I've several hundred of these stored away in my house from when I was interested in making ballon caricatures. Most of mine are "260s" - that is, 2" wide by 60" long. Might be fun to try them as ss bands. They ARE latex, so take precautions re: heat and sunlight.

Regards,

Mike


----------



## Jacktrevally (Feb 14, 2011)

These balloons makes good fork ties for bands. Try it!


----------



## THWACK! (Nov 25, 2010)

Imperial said:


> i like to cut off the closed end to avoid getting trapped air in the balloon


That's what the Rabbi said.


----------



## Lee Silva (Feb 9, 2013)

THWACK! said:


> S.S. sLinGeR said:
> 
> 
> > Had some balloons laying around...I looked at them and said I could loop those!  I was testing them today with bb's and 1/4 inch. Both shot well. These baloons are 12 inches. They are totally maxed at 33 1/2 inches. Fun and cheep!
> ...


I bet there's quite a bit of speed to be found in something like this... Where would be a good source for super long balloons?


----------



## bigron (Nov 29, 2012)

Lee Silva said:


> THWACK! said:
> 
> 
> > S.S. sLinGeR said:
> ...


party supply stores


----------



## THWACK! (Nov 25, 2010)

Lee Silva said:


> I bet there's quite a bit of speed to be found in something like this... Where would be a good source for super long balloons?
> 
> I've several hundred of these stored away in my house from when I was interested in making ballon caricatures. Most of mine are "260s" - that is, 2" wide by 60" long. Might be fun to try them as ss bands. They ARE latex, so take precautions re: heat and sunlight.
> 
> ...


If "super long" is like the 60" balloons of which I referred, there's two places which I know of in Florida. one of which is Fort Lauderdale Paper, and there's another down in Miami-Dade county who's name escapes me (it's been a LONG time).
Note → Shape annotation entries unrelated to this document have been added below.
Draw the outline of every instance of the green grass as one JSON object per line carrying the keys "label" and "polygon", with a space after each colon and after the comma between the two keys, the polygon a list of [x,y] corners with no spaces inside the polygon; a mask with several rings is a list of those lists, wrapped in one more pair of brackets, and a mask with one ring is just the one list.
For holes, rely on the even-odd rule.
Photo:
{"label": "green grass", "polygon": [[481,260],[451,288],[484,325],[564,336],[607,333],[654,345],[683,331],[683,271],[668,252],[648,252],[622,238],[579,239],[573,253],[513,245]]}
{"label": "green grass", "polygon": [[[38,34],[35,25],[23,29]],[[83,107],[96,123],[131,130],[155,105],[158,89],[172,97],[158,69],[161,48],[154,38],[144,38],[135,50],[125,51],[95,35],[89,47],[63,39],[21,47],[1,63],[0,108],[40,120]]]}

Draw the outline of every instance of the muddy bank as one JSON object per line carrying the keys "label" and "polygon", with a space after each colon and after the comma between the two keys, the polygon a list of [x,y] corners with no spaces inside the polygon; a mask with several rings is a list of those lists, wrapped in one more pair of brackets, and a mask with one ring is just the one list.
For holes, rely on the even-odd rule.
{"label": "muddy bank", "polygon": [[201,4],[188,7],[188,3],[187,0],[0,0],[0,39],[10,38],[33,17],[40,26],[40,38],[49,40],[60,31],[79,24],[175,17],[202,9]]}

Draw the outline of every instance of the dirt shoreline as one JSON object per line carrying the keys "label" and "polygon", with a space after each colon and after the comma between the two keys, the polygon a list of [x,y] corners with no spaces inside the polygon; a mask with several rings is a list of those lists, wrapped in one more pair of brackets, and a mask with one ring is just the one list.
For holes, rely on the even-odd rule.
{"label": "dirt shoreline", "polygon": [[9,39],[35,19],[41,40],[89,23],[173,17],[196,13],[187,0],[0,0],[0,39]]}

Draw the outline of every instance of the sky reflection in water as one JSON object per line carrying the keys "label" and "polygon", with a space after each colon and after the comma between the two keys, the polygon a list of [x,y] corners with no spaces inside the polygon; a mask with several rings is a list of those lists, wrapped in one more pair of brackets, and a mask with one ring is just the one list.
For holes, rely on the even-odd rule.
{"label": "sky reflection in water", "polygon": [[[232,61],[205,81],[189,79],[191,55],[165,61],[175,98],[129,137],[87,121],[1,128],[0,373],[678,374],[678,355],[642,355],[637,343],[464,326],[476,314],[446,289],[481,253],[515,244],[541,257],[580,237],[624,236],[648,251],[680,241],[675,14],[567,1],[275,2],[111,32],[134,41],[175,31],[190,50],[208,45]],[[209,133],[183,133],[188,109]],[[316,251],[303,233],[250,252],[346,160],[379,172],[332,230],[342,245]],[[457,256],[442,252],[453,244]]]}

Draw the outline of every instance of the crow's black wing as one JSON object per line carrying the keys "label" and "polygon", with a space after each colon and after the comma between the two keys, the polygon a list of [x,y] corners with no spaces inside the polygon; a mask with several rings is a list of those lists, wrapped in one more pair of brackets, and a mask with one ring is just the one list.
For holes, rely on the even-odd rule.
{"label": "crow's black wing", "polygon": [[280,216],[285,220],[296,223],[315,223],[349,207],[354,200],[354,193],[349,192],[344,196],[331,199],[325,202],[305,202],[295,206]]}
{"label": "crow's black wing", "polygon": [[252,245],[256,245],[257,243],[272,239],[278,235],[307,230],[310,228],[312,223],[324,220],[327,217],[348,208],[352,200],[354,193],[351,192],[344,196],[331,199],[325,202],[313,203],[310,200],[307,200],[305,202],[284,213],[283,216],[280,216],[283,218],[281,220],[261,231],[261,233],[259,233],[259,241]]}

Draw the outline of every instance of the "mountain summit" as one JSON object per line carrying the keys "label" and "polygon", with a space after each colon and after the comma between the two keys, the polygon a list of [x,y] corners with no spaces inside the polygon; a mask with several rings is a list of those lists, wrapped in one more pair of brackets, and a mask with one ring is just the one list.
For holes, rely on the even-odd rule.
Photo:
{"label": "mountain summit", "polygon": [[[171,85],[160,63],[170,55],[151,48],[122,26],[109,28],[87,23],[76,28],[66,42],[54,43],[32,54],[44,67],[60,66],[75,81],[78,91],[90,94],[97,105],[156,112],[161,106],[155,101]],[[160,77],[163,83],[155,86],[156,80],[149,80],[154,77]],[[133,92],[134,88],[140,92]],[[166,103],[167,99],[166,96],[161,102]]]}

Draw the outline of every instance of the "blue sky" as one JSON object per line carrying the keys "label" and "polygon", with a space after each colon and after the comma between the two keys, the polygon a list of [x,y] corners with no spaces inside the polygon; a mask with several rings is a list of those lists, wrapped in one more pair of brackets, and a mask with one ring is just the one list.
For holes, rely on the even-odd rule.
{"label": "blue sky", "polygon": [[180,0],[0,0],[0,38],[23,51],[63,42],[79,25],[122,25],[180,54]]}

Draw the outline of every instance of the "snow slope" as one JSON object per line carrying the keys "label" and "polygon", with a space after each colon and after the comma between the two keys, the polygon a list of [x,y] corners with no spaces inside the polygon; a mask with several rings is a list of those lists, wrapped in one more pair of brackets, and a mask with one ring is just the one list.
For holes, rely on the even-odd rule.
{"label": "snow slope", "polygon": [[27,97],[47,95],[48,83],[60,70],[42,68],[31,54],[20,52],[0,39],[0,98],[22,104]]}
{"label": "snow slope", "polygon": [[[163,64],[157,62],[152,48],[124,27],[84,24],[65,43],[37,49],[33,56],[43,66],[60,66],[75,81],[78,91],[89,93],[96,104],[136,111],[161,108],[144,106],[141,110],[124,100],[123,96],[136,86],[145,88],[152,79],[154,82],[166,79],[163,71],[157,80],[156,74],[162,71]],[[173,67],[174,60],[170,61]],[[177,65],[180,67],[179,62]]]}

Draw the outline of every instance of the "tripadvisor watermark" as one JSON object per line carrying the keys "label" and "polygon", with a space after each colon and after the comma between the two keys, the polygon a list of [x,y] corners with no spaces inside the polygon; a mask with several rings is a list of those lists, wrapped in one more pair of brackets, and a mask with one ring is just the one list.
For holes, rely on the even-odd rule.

Under the Yellowpages look up "balloons", and see who has them other than a place like Party City. I say that because the places who sell to balloon artists keep only fresh stock, which means that the ballon shouldn't break unexpectedly from deterioration or improper storage.


----------



## THWACK! (Nov 25, 2010)

Oh, and look up "T. MYERS" in Google for his website - if he's still in business. He sold/sells not only balloons of every type, but balloon inflators, instructional DVD, instructional books and accessories for the balloon artist.

Again, if you buy from a source which sells especially to balloon artists, you'll get the best variety as far as shapes/styles/colors, but most importantly FRESH balloons from reliable manufacturers. You don't need a balloon popping you in your eye.

Remember that sailor who ate spinach? How do you think he got that popeye?


----------



## Lee Silva (Feb 9, 2013)

Supergreat! Thank you sir....


----------



## THWACK! (Nov 25, 2010)

Lee Silva said:


> Supergreat! Thank you sir....


You're most welcome, my friend : )


----------



## reset (Apr 13, 2013)

i found them to be a bit inconsistent accuracy wise. But they are great for giveaway slingers for kids as they get to pick the colours for there bands. Great cheap fun.


----------



## oldmiser (Jan 22, 2014)

I have used party balloons for bb shooter the Ray Shooter looks to be a image of the Dunkung LuckRing shooter

Have fun shooting bb's~AKAOldmiser


----------



## TheNewSlingshotGuy (Oct 11, 2014)

I use these all the time! I psuedo tapered them, looped them, doubled them, everything. Can somebody chrony them? I'm curious to see the speeds you get.


----------